D'après le quotidien Sud Ouest, Patrick Drahi espérerait récupérer 20 à 25 milliards d'euros dans l'opération. Une somme que les experts jugent surestimée même si SFR a recommencé à gagner des abonnés. Justement, que va-t-il se passer pour ces derniers ? Jean Redon, spécialiste des télécoms chez le comparateur en ligne Selectra, nous apporte plusieurs éléments de réponse.
Planet.fr : Pourquoi Altice veut vendre SFR alors que son parc d'abonnés est de près de 20 millions de Français ?
Jean Redon : La stratégie de SFR a été de s'endetter dans tous les domaines (télécoms, antennes, services médias, etc.) pour grandir.en générant du cash flow (flux de trésorerie, ndlr). Ce cash flow permettant de rembourser les créancier. Sauf qu'il n'a pas été si florissant que ça puisqu'ils ont perdu en un an presque 1,5 millions d'abonnés, ce qui est énorme. Leur dette tournerait aujourd'hui aux alentours de 24 à 25 milliards d'euros, mais est en cours de réduction et devrait passer sous les 15 milliards.
Planet.fr : Comment se débarrasser d'une entreprise avec une dette aussi colossale ?

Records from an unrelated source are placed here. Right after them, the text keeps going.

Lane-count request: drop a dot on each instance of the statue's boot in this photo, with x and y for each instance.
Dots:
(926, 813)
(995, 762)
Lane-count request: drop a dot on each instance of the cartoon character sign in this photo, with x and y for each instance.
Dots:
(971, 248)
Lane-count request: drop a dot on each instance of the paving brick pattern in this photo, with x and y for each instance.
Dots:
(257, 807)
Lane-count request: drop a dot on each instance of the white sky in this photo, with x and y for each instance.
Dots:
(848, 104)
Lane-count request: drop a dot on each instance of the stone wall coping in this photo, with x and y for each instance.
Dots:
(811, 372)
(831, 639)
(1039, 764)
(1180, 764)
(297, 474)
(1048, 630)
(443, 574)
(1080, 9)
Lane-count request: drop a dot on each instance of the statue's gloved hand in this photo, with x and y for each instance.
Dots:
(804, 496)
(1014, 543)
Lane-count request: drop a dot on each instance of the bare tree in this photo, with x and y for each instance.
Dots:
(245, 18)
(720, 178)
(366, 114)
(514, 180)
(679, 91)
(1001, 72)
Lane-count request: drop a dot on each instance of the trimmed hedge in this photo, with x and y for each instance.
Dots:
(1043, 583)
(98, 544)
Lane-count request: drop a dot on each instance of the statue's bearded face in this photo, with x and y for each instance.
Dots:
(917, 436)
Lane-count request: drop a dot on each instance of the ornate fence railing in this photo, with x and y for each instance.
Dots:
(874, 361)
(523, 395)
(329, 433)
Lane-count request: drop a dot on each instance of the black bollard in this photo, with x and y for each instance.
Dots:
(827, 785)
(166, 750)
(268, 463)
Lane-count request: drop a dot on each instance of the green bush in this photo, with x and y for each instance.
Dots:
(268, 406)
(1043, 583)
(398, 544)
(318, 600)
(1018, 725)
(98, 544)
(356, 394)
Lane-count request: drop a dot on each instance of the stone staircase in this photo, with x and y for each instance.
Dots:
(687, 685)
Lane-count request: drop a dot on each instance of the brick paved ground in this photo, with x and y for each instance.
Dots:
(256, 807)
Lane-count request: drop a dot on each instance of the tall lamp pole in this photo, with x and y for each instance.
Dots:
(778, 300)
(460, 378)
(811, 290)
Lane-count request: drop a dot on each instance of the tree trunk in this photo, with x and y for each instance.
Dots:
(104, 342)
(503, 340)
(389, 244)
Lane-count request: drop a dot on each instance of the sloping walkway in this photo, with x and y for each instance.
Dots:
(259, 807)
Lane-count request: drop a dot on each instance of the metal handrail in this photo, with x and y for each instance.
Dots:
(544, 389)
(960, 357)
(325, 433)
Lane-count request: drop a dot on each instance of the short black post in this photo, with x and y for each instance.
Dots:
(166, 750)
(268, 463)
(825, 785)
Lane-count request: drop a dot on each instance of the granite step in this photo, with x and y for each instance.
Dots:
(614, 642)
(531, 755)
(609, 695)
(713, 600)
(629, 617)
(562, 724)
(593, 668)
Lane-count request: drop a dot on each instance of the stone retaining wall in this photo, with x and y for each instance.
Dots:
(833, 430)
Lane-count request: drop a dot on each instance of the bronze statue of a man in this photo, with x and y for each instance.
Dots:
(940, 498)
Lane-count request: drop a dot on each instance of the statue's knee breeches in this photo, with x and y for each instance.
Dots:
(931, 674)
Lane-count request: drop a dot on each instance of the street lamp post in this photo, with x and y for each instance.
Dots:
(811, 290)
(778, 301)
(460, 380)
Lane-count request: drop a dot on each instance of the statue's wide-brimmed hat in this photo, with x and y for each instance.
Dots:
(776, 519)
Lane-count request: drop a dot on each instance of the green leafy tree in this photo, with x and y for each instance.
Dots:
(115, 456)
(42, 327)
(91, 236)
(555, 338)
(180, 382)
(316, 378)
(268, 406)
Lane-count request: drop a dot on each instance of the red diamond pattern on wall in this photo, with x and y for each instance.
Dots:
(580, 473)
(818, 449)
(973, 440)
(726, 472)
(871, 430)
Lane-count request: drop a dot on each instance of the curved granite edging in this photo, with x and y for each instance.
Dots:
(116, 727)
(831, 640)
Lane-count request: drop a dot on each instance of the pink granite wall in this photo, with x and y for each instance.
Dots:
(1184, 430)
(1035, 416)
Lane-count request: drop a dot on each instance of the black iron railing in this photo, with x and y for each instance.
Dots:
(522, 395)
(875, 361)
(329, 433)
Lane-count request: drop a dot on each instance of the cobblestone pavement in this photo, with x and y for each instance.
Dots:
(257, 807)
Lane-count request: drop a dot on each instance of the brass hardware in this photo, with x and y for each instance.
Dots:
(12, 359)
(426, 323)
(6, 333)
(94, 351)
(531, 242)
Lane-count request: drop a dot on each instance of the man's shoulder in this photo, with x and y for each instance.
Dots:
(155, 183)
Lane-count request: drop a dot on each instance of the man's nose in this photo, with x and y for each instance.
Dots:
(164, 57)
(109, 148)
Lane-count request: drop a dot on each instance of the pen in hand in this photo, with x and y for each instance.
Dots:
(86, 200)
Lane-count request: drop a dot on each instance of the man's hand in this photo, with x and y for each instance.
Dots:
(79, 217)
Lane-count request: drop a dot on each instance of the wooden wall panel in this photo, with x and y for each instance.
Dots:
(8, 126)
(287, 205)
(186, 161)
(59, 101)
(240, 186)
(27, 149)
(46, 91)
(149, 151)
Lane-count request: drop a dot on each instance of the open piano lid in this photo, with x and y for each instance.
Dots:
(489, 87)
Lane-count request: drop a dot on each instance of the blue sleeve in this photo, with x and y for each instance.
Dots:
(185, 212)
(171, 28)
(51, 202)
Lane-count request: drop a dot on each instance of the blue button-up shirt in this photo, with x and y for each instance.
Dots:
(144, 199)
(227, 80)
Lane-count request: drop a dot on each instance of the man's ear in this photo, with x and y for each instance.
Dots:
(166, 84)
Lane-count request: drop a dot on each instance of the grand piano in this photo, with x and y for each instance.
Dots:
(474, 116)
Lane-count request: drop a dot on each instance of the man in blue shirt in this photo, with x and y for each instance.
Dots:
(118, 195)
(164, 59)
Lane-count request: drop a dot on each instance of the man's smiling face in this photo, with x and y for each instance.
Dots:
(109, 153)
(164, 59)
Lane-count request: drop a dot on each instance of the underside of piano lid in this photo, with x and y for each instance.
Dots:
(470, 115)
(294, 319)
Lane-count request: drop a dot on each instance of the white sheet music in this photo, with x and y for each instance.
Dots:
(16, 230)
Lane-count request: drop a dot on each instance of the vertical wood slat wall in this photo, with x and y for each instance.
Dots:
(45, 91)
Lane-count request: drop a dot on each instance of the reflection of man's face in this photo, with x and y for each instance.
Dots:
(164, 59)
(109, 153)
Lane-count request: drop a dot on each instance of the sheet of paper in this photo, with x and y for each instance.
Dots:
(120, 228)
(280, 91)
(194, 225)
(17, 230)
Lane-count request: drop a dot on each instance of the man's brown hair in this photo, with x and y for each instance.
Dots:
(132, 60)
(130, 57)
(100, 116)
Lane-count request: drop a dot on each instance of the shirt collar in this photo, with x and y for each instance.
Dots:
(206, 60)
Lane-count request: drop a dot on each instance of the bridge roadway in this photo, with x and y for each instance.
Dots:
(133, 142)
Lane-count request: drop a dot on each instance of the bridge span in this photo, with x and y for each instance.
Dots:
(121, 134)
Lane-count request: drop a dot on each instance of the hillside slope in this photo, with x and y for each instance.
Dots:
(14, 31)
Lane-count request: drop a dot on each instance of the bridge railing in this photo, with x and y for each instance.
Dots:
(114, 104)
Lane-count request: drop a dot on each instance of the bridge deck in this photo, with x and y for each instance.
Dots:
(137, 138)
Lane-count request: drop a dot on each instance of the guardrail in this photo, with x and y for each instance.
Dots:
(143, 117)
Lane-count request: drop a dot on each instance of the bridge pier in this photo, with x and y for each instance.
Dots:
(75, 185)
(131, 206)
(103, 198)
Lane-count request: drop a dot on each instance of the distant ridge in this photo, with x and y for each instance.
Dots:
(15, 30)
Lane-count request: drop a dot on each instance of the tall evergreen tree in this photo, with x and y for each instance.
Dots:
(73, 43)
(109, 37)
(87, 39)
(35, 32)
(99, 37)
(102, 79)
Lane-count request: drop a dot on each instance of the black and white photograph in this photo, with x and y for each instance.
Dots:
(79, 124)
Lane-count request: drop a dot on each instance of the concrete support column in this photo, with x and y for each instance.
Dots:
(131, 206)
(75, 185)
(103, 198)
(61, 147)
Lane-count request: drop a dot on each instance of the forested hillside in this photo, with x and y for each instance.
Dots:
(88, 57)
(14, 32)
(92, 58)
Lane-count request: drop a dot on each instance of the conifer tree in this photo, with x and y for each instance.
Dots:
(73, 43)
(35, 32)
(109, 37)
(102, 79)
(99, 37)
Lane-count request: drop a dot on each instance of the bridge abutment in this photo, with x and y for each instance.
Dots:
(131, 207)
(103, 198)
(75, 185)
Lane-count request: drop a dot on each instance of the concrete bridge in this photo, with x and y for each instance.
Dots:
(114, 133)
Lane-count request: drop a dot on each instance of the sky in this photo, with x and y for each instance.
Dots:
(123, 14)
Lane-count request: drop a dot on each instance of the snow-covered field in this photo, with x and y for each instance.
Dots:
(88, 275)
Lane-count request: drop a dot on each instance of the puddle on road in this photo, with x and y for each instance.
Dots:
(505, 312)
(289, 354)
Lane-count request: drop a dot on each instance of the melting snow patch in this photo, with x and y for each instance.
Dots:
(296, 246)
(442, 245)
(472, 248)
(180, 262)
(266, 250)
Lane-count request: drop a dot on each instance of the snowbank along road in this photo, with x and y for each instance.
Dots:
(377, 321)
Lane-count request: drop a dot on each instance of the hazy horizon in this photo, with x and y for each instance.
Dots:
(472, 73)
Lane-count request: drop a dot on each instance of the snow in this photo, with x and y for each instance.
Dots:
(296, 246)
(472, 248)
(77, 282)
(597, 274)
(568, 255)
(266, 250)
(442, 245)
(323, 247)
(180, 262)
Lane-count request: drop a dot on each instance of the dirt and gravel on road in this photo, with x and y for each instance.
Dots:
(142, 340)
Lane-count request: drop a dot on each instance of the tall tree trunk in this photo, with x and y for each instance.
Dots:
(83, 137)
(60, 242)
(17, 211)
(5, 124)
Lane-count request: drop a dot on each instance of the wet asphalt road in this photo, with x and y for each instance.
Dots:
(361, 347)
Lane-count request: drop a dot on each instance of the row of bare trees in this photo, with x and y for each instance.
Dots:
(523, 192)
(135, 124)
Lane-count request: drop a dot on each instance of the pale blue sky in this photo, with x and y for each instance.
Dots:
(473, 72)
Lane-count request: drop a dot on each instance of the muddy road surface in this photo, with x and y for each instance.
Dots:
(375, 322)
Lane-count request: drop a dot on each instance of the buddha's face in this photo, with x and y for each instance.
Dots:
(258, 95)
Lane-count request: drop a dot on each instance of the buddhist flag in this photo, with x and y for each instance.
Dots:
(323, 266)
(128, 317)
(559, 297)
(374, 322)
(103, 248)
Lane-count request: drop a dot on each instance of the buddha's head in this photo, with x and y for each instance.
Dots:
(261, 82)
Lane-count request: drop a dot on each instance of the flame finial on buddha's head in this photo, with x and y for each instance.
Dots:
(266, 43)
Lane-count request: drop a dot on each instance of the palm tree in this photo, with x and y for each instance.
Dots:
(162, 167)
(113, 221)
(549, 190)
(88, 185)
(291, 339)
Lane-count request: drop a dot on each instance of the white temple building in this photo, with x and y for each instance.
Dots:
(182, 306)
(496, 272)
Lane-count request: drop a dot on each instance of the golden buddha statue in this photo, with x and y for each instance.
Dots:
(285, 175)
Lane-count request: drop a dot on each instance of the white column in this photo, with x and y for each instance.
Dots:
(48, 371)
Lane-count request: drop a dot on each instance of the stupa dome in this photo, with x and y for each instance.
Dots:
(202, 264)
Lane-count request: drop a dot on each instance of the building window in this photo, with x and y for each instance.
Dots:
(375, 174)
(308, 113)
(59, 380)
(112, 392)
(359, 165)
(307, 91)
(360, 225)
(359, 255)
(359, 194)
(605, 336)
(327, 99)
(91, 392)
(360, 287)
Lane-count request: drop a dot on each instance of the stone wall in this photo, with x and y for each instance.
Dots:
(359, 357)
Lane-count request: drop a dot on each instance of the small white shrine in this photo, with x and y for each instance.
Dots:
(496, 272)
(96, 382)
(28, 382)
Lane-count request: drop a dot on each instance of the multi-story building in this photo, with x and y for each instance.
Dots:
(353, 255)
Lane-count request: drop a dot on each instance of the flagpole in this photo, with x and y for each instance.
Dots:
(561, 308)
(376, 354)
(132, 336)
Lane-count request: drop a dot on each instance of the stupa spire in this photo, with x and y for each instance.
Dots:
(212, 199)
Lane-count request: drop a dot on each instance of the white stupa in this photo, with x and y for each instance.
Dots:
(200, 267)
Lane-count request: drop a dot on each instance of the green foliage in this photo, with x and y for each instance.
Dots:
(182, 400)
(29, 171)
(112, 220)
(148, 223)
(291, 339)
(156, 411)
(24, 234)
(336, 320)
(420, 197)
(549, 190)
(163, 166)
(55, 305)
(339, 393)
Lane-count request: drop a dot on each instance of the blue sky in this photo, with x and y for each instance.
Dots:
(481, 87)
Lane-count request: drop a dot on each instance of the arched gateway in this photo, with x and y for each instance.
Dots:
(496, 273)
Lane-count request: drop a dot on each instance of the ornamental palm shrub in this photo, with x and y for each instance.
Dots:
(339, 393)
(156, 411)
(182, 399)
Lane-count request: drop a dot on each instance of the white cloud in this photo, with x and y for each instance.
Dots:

Jean Redon : L'éventuelle cession pourrait n'être que partielle. Des actifs pourraient être cédés pour se séparer les différentes composantes de SFR, qui représente un seul élément de la planète Altice. Il a SFR l'opérateur avec son service commercial par exemple mais il y a aussi toute la partie technique avec les réseaux mobile et Internet qui est une autre section d'Altice. Ils songeraient ainsi à vendre leur réseau fibre pour générer des rentrées d'argent. Ils ne seraient plus propriétaires mais locataires de ce réseau tout en continuant de l'utiliser.
Planet.fr :C'est réellement un scénario possible ?
Jean Redon : Oui, vendre la partie télécoms morceau par morceau. Le réseau fibre donc mais aussi leur réseau d'antennes 4G/5g et ça pourrait aller jusqu'à une partie de leur clientèle : le parc clients de Red by SFR par exemple. De plus SFR est actuellement le seul opérateur en France à proposer deux types de fibre optique. La classique, celle qui arrive directement chez vous, "ultrasonique", et la fibre câblée, héritée de Numericable (fusionné avec SFR en 2014, ndlr). L'équivalent d'un câble coaxial pour la télévision. Il y avait une déperdition de la fibre mais cela permettait quand même d'atteindre 60 à 70 % des performances de la version qu'on connait aujourd'hui. Cela restait mieux que l'ADSL et SFR est l'unique propriétaire de cette technologie.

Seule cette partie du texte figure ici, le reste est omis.